University of Toronto educated Charles William Gordon, ordained as a Presbyterian minister in 1890. Under the pseudonym Ralph Connor, he published more than thirty novels, including The Man from Glengarry (1901) and Glengarry School Days (1902). These novels made him an internationally best-selling author.
This novel by Canadian Ralph Connor was a top-10 bestseller in the U.S. when it was published. Set partly in Ontario and partly in British Columbia, it’s an inspirational story of sacrifice and suffering that would strike most readers today as profoundly sentimental.
The doctor of the title, Barney Boyle, is a man from a country village who overcomes the disadvantages of rural poverty to become a world-traveling doctor.

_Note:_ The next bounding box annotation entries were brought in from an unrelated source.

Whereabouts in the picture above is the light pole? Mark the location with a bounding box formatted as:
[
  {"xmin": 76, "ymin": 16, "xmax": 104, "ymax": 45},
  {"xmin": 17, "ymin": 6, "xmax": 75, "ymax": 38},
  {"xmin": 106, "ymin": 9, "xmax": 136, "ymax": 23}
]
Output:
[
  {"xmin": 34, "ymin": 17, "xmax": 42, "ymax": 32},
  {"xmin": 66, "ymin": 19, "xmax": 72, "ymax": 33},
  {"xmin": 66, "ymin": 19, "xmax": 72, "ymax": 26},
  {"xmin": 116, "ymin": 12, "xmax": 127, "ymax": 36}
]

Tirelessly serving others, he at last exhausts himself and falls ill while treating the miners and railway workers on the Canadian frontier...
Ralph Connor always does this to me. The story starts out a bit slow, though not as slow as some of his others, and then, without you even realizing it, he hooks you and you finish the book with a long sigh of a story well told. The characters, the descriptions, the power of God's forgiveness and love . . . it was so well done. There was one instance where I wanted to prevent the characters from making a wrong and sinful choice. I was almost afraid of what would happen, but Ralph Connor handled things in such a way that it was brief, not emotionally descriptive, and then it was over. Except for the consequences. This was one of his books that I didn't need to use the white-out.
This book is about two brothers: Barney, who becomes a doctor, and Dick, who becomes a minister. Both characters, plus the two main female characters, Margaret and Iola, are well developed. There is action and romance, but the book has a deep religious theme. The only negative I will mention is that some of the minor characters have dialects and they are hard to follow.